On the question of eligibility, the court ruled that since the reparations money was transferred from Germany to Israel for the purposes of rehabilitating the survivors and resettling them in the country, when the calculation was $3,000 per person, or in today's values, about 50,000 NIS, and since those Tehran children did not benefit from the rehabilitation and resettlement, they are entitled to receive the money today.

The state appealed to the Supreme Court, which accepted the appeal and rejected the district court's interpretation of the reparations agreement. However, because during the hearing the state agreed to pay NIS 25,000 to each of the plaintiffs, and the money had already been transferred to them, the Supreme Court ruled that the state would not collect the money back.

In light of the above ruling, another group of 62 people, claiming to be part of the Children of Tehran, sued, demanding that they too be entitled to receive the reparations money.

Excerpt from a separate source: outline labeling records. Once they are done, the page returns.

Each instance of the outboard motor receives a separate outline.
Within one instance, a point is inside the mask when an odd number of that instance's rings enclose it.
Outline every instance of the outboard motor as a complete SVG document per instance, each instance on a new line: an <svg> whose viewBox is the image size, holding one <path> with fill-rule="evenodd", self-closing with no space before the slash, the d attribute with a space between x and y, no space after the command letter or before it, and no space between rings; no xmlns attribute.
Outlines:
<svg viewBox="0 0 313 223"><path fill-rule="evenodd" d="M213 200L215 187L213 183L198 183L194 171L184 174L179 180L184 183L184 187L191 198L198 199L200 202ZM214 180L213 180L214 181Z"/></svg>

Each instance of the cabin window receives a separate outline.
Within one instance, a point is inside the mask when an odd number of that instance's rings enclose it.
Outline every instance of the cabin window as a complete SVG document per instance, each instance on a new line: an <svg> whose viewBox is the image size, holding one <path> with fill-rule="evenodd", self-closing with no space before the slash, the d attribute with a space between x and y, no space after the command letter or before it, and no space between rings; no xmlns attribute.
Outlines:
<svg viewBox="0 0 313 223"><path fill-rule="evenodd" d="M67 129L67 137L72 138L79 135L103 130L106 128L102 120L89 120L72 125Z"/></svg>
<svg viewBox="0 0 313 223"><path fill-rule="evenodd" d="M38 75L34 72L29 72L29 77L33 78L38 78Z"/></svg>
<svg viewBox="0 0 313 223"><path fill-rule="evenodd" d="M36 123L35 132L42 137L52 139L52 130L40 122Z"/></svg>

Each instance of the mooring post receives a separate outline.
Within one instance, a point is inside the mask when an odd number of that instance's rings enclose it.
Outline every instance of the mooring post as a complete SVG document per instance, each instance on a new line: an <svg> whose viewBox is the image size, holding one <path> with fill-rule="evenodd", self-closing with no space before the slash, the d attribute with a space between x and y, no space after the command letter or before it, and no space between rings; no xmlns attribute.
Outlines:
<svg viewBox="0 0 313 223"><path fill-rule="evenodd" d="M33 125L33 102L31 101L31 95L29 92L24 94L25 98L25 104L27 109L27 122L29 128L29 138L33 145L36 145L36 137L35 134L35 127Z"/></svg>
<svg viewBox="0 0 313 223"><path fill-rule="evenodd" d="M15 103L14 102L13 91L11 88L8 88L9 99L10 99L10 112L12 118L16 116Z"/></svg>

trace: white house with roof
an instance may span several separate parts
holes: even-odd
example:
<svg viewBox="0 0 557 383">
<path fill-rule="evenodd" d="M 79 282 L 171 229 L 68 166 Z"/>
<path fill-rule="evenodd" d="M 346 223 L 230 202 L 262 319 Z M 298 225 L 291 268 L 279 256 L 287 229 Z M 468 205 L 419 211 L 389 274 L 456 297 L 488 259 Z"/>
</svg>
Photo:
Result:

Here the question arose as to whether it was appropriate, for reasons of justice, to accept the second claim as well, because some of the Tehran children's group did receive a sum of money, and if the second group did not receive it, then there would be injustice in this.

After lengthy citations and quotations about the nature of justice and the fact that everyone should receive the same thing, Judge Pelpel ruled that the state would be required to pay NIS 25,000 to each of the Tehran children included in the second lawsuit.

Who are the 'Children of Tehran'?

The Tehran Children were a group of Jewish children who were Holocaust survivors from Poland, who arrived in Israel in 1943 with the Anders Army. They fled with their families to the eastern regions of Poland at the outbreak of World War II. Some of the refugees were deported by the Soviets east to Siberia and the Asian Soviet Union, and some fled to these areas when Nazi Germany invaded the Soviet Union on June 22, 1941.

With the establishment of the Polish army on Soviet soil under the command of General Władysław Anders, who was nicknamed 'Anders's Army', thousands of refugees, including children, were added to it. In 1942, Anders' Army arrived in Iran, which was under British control. The Jewish Agency in Tehran established a camp for the group's children called the 'Jewish Child's Home' and gathered 719 children there.

After a wandering journey, the children arrived in the Land of Israel - and a heated debate developed in the country over their absorption, between religious and secular elements about the children's education. The religious elements, and the Chief Rabbi of Israel among them, demanded that every Jewish child without parents be sent to a religious educational setting. In contrast, secular elements demanded that the children be given to secular settings, and in particular kibbutzim, saying that there were better conditions there. The Haredim were outraged at the children's admission to secular institutions because, they claimed, most of the children had grown up in Haredi homes in Poland.

To this day, this affair remains a symbol of the uprooting of religion by the Zionist regime.